On Wed, Jun 26, 2013 at 7:12 PM, Stephen Frost <sfrost@snowman.net> wrote:
> Atri,
>
> * Atri Sharma (atri.jiit@gmail.com) wrote:
>> I just popped in here on Simon's advice to put an idea I had about
>> optimizing hash joins on this thread.
>
> I'd encourage reading the thread a bit first, in the future.. :)
>
Yeah, I actually read a bit(admitted, not much) of the above thread. I
was following it a bit as well.
> I suggested this up-thread already, but it's not really a bloom filter
> as there's only one hash function available- I can't see us requiring
> every data type to provide multiple hash functions. Still, I do think
> breaking the single 32-bit hash key space up into fixed-sized chunks and
> then having a bitfield array which we test against (very similar to how
> the visibility map works) to see if there's any chance that a given hash
> key exists might be valuable.
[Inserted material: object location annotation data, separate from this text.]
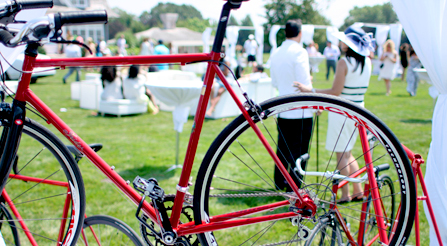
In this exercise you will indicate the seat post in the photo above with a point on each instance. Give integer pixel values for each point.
(223, 21)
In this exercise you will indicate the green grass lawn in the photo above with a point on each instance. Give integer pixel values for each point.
(144, 145)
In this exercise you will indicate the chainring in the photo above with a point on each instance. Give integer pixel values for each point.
(150, 239)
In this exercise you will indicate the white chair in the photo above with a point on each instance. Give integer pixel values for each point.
(122, 107)
(75, 90)
(90, 94)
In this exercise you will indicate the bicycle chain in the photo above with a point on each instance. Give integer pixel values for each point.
(264, 194)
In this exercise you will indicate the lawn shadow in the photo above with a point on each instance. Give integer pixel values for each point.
(417, 121)
(157, 172)
(376, 94)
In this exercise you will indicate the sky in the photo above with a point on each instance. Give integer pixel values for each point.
(335, 10)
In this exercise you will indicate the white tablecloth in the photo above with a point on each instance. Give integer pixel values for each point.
(423, 75)
(180, 94)
(314, 62)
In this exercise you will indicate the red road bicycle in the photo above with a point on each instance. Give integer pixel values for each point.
(97, 229)
(235, 200)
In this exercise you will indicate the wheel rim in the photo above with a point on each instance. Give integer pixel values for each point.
(231, 176)
(41, 205)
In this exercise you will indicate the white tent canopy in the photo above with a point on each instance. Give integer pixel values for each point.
(425, 23)
(232, 35)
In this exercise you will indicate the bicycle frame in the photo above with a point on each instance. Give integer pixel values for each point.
(24, 94)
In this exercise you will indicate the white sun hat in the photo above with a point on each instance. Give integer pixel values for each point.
(358, 40)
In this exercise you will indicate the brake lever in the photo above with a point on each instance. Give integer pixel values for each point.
(63, 41)
(9, 18)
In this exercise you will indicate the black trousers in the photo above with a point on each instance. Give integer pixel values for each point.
(293, 141)
(330, 64)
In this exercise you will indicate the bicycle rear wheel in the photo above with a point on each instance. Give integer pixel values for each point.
(46, 188)
(8, 229)
(105, 230)
(237, 174)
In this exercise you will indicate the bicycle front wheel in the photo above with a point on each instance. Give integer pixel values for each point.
(106, 230)
(45, 189)
(236, 183)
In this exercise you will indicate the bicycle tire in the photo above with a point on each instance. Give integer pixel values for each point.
(224, 174)
(386, 189)
(42, 156)
(109, 231)
(9, 236)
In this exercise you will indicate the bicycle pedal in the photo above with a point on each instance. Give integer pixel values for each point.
(149, 187)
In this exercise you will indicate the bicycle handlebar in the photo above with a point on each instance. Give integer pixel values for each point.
(80, 18)
(34, 4)
(48, 27)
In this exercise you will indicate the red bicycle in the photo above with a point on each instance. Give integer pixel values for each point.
(235, 200)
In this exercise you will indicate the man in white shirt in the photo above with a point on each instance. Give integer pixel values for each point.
(331, 53)
(251, 48)
(121, 43)
(289, 63)
(72, 50)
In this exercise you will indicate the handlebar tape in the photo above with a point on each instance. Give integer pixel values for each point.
(5, 36)
(80, 18)
(34, 4)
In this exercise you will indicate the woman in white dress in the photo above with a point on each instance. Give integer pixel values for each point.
(351, 82)
(134, 89)
(111, 83)
(388, 59)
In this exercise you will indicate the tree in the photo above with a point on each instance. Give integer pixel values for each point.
(124, 22)
(371, 14)
(232, 21)
(243, 34)
(194, 24)
(279, 11)
(184, 12)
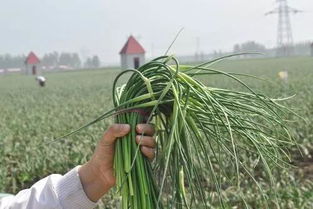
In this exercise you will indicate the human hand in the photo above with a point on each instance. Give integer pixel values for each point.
(97, 175)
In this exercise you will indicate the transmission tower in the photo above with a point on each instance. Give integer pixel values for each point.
(284, 31)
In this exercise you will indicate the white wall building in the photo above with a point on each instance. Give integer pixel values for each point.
(132, 54)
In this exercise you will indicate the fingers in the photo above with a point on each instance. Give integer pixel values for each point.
(147, 141)
(148, 152)
(115, 131)
(146, 129)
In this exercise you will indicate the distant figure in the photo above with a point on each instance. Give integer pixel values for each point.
(41, 80)
(283, 75)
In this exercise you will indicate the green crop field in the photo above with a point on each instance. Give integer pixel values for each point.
(31, 117)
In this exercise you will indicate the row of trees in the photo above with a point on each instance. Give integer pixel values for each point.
(299, 49)
(51, 60)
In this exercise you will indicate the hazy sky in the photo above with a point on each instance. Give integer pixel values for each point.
(101, 27)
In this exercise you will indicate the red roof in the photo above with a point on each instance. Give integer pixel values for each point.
(132, 47)
(32, 59)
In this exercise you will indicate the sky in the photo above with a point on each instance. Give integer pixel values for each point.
(102, 26)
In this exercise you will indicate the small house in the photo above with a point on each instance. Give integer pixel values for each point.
(132, 54)
(32, 64)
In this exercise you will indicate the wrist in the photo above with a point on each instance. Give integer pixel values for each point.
(93, 182)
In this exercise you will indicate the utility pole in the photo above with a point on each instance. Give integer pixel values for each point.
(284, 30)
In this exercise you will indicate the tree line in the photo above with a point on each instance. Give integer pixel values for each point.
(51, 60)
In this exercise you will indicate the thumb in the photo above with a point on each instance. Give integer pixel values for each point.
(115, 131)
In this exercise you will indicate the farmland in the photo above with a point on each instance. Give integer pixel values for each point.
(31, 117)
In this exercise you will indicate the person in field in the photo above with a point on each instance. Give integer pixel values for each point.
(83, 186)
(41, 80)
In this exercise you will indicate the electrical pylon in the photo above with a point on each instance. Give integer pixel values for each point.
(284, 30)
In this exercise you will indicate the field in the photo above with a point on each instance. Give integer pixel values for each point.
(31, 117)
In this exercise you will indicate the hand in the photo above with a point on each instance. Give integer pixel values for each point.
(97, 175)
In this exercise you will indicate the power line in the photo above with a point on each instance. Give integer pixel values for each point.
(284, 30)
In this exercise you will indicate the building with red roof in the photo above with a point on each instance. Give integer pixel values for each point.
(132, 54)
(31, 64)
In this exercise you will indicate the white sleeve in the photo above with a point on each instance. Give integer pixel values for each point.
(53, 192)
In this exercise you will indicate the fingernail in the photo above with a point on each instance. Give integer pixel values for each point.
(125, 127)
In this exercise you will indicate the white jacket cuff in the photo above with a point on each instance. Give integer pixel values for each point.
(70, 191)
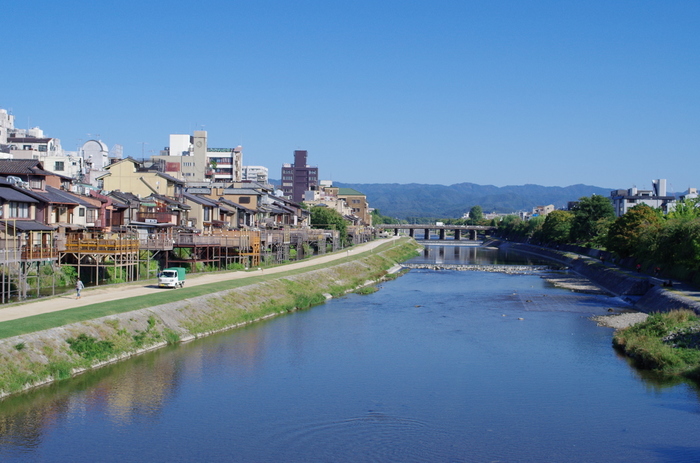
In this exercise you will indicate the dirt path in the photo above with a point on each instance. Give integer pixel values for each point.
(115, 292)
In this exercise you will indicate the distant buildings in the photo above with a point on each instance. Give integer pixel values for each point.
(350, 203)
(191, 159)
(624, 200)
(298, 177)
(258, 174)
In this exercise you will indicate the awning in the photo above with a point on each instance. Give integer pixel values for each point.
(9, 194)
(26, 225)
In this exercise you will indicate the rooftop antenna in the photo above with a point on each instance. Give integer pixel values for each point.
(143, 150)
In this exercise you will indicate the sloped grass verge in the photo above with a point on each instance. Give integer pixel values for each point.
(103, 333)
(667, 343)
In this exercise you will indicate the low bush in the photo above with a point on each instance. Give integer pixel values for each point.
(666, 343)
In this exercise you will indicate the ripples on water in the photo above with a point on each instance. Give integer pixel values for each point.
(437, 366)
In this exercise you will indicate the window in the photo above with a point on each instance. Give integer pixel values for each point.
(92, 215)
(19, 210)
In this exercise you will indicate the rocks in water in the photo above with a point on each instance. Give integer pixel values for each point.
(511, 269)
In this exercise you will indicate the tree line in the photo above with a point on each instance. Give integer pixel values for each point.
(644, 234)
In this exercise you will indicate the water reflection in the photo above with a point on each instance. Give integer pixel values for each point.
(477, 255)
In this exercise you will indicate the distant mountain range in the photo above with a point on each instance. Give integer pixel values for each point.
(442, 201)
(422, 200)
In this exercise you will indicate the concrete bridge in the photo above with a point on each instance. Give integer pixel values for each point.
(470, 231)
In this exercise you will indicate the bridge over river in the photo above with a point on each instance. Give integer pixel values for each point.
(470, 231)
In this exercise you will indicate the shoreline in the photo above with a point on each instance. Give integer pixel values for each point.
(45, 356)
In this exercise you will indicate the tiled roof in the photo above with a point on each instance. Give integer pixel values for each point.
(22, 167)
(10, 194)
(203, 200)
(27, 225)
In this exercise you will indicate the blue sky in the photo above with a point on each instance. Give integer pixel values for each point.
(490, 92)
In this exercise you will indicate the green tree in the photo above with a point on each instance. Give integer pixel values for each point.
(592, 217)
(635, 233)
(476, 214)
(686, 209)
(679, 244)
(329, 219)
(557, 226)
(534, 227)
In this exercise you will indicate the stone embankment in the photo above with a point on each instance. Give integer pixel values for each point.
(645, 293)
(511, 269)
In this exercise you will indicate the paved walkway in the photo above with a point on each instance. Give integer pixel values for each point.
(116, 292)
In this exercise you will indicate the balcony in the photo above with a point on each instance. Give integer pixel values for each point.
(156, 217)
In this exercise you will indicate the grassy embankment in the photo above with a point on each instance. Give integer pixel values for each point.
(667, 343)
(192, 311)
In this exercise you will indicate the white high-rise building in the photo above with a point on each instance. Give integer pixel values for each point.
(259, 174)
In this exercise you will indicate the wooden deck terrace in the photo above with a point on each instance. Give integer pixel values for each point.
(102, 246)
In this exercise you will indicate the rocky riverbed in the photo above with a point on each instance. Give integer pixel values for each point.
(619, 321)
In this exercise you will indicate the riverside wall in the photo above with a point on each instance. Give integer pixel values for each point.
(43, 352)
(645, 293)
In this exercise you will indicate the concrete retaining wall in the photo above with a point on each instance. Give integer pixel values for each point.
(653, 298)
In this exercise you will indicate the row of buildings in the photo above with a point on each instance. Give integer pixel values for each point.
(189, 205)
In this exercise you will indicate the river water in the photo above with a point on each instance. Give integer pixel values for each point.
(436, 366)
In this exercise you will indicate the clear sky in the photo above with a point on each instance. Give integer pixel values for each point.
(604, 93)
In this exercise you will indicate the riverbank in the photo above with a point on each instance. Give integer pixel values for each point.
(40, 357)
(645, 294)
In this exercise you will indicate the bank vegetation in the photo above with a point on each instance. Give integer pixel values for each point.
(66, 349)
(666, 343)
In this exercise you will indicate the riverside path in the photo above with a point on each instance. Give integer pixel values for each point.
(116, 292)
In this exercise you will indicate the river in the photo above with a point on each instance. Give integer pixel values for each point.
(436, 366)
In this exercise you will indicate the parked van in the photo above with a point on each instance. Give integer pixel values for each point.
(173, 277)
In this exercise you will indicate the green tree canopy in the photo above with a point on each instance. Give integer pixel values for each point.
(329, 219)
(592, 217)
(635, 233)
(557, 226)
(476, 214)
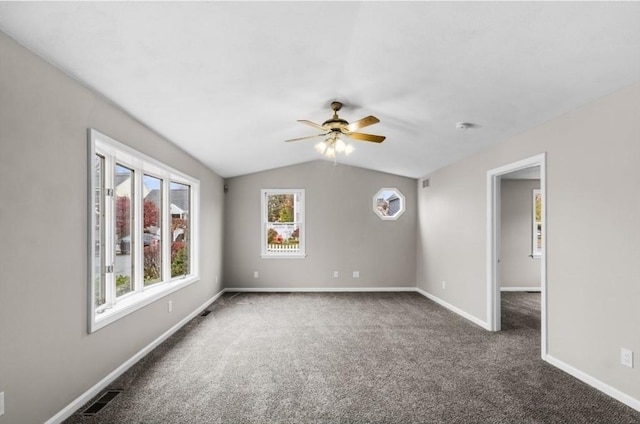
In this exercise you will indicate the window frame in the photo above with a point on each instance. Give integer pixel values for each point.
(115, 307)
(399, 213)
(264, 220)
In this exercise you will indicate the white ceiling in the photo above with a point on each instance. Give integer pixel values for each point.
(227, 81)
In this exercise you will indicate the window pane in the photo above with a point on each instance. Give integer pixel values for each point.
(180, 199)
(123, 264)
(100, 290)
(283, 237)
(280, 208)
(152, 230)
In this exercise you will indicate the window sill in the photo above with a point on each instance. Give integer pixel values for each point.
(132, 303)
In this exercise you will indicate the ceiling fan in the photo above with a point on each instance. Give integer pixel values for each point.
(336, 127)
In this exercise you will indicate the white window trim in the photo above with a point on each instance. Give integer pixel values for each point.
(263, 229)
(403, 204)
(142, 164)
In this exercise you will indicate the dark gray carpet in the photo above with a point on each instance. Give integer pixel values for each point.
(353, 358)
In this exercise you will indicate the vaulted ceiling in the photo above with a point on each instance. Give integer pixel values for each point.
(226, 81)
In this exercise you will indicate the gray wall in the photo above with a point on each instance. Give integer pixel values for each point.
(517, 268)
(593, 217)
(343, 233)
(47, 358)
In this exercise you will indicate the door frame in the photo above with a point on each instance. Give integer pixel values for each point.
(494, 177)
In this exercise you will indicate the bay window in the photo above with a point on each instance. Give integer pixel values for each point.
(142, 238)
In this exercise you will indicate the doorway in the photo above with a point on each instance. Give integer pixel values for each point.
(494, 179)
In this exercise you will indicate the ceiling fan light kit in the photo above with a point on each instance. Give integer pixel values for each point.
(336, 127)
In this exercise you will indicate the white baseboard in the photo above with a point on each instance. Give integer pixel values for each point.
(452, 308)
(535, 289)
(317, 289)
(594, 382)
(102, 384)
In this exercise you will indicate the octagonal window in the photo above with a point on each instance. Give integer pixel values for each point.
(388, 203)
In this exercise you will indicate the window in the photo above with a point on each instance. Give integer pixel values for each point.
(143, 227)
(283, 223)
(388, 203)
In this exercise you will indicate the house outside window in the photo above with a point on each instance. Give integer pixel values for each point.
(143, 222)
(283, 233)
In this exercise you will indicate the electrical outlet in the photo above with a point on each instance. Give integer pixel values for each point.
(626, 357)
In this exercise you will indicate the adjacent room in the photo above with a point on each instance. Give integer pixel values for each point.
(319, 212)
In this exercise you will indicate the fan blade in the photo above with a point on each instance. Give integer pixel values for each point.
(364, 122)
(366, 137)
(314, 125)
(304, 138)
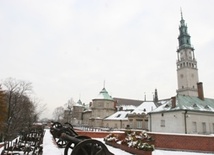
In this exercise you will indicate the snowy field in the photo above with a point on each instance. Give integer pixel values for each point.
(50, 148)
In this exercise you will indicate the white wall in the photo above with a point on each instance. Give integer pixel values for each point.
(175, 122)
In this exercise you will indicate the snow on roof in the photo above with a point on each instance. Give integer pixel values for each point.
(191, 103)
(103, 95)
(126, 107)
(145, 107)
(119, 115)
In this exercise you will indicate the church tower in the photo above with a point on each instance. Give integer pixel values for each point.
(187, 71)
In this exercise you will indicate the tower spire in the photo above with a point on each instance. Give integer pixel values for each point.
(181, 14)
(187, 71)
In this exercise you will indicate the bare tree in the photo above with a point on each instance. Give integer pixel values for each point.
(58, 113)
(21, 109)
(3, 113)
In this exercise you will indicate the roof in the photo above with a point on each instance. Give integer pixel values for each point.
(78, 103)
(126, 107)
(145, 107)
(119, 115)
(123, 101)
(103, 95)
(190, 103)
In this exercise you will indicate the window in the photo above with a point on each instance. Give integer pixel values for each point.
(162, 123)
(194, 127)
(115, 125)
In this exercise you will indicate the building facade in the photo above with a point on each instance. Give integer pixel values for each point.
(188, 112)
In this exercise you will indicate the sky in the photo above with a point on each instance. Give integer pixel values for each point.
(73, 48)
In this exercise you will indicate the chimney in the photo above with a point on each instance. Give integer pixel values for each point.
(173, 100)
(200, 90)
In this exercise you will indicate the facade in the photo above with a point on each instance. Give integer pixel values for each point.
(77, 111)
(188, 112)
(118, 120)
(184, 114)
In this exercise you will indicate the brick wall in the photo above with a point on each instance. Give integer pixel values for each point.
(184, 142)
(201, 143)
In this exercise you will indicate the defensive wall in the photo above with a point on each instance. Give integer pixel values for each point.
(169, 141)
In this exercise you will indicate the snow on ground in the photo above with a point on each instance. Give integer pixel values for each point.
(50, 147)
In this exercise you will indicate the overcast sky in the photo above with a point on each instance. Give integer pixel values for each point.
(68, 48)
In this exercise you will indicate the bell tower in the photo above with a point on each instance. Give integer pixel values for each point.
(187, 71)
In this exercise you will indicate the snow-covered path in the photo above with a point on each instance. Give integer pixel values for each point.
(50, 148)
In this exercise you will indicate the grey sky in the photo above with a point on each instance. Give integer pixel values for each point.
(68, 48)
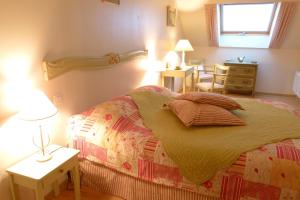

The problem is that, because we don't
> have multiple hash functions, it's not clear how much "empty" space we'd
> actually end up with.
Agreed.
> We could have a bitfield filter (as I described above) created for each
> bucket and then test against that before considering if we actually have
> to go look in that bucket, yes. I'm not sure if that's quite what you
> were thinking, but I can see how a bitfield per bucket might work. If
> you were suggesting something else, please clarify.
Yeah, this is what I wanted.
My point is that I would like to help in the implementation, if possible. :)
Regards,
Atri
--
Regards,
Atri
l'apprenant